Paul Prescod paulp@ActiveState.com
Thu, 8 Feb 2001 09:44:08 -0800 (PST)


A binary string is a string that is declared by the user to be a carrier
of binary data and not (directly) of textual data (Unicode characters).

In order to get a rapid adoption of binary strings, they are designed to
be as similar to Python strings as is possible. This means that they have
all of the same methods, are immutable and so forth. They also follow
Python's existing string->Unicode coercion rules.

These rules are arguably too "loose" but experience shows that coercion
rules are often highly personal and the arguments one way or the other
tend to be philosophical rather than practical. For example, Java and
JavaScript automatically coerce objects to strings when they are added to
strings. Python does not. Neither choice seems a large mistake.

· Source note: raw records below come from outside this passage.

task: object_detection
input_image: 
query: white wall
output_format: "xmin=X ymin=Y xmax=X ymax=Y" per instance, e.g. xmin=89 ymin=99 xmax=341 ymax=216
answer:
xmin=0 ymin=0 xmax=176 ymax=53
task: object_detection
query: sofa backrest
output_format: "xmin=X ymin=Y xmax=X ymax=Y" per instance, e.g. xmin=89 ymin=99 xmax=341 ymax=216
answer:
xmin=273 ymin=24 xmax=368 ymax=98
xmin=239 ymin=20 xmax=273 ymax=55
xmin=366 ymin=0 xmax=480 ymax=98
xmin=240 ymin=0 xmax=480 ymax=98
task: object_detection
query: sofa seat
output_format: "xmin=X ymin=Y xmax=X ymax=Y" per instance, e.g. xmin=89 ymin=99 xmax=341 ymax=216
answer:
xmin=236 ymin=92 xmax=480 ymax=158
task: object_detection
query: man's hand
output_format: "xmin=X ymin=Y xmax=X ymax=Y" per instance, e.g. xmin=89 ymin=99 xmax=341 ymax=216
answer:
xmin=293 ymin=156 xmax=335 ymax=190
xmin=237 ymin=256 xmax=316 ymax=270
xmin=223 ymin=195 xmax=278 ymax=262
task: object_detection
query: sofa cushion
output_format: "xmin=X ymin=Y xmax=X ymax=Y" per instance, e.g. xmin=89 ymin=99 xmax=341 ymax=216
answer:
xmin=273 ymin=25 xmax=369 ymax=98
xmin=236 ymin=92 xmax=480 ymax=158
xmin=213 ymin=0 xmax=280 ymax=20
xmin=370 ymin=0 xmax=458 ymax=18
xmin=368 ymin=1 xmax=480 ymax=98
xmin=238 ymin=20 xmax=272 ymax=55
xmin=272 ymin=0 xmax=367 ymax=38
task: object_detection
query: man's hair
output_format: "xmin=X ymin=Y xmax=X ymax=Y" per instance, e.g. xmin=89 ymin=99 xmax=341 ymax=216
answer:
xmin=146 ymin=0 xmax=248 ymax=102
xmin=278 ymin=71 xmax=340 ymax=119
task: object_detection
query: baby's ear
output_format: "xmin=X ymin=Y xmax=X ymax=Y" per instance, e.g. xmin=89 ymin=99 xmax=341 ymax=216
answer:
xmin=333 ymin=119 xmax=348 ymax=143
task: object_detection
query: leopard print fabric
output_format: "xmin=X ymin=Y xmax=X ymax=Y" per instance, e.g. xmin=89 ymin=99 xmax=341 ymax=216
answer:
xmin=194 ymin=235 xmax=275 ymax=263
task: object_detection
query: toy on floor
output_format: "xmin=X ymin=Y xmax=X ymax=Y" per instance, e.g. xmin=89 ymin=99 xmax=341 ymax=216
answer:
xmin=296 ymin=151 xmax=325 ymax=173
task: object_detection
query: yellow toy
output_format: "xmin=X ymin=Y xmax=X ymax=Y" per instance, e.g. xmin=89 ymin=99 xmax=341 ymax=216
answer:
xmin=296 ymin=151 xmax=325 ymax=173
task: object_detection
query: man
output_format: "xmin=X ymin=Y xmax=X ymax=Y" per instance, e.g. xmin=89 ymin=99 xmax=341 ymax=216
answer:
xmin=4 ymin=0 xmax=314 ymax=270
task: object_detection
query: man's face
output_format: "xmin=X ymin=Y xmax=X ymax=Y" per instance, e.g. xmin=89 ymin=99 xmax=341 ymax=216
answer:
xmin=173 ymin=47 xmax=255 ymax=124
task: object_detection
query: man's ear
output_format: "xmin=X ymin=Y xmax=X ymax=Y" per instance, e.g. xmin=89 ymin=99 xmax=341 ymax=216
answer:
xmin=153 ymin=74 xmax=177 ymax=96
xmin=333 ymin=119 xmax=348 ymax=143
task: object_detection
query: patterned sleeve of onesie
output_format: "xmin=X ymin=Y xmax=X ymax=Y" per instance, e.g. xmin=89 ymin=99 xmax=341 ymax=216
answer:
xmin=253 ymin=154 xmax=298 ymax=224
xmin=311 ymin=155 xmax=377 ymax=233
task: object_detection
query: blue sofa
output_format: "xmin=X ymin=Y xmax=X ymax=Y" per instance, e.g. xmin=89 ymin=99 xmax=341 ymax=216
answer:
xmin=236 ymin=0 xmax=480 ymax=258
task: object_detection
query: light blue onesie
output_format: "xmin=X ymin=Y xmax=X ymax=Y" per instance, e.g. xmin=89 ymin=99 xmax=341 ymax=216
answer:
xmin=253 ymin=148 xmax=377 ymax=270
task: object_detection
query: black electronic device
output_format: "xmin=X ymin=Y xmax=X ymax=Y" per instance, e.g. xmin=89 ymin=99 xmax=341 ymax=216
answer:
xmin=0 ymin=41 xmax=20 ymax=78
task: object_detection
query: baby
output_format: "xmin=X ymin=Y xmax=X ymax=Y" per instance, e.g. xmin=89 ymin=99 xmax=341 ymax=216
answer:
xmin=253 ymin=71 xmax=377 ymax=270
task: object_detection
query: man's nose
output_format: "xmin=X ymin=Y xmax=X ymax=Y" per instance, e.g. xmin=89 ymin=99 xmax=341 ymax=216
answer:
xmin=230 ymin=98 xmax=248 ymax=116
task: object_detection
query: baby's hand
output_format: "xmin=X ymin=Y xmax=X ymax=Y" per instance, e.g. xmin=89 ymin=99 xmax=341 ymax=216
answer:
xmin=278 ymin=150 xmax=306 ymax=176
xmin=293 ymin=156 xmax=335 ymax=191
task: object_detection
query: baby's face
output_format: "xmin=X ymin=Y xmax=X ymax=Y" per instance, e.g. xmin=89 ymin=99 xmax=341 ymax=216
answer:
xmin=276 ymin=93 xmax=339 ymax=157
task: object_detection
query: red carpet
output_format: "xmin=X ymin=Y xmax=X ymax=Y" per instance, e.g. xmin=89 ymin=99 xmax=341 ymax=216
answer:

Binary strings differ from regular strings in the following ways:

 a) they have a unique type object named types.BinaryString

 b) they are constucted in Python code in one of three ways:

     1. using a "b" prefix on string literals

     2. using a function called binary()

     3. from some other C-coded function such as a file i/o library

 c) they repr() themselves with a b"" prefix as per Unicode strings

One reason to add the binary data type is because at some point in the
future may deprecate the construction of binary data in ordinary string
literals. Although details remain to be worked out, it is a goal that in
the future string literals will always be interpreted as character
strings. That might mean that non-ASCII characters will some day be
disallowed or that they wil be interpeted according to a declared Unicode
transformation encoding.

Conventions for binary file I/O will be worked out in a separate proposal.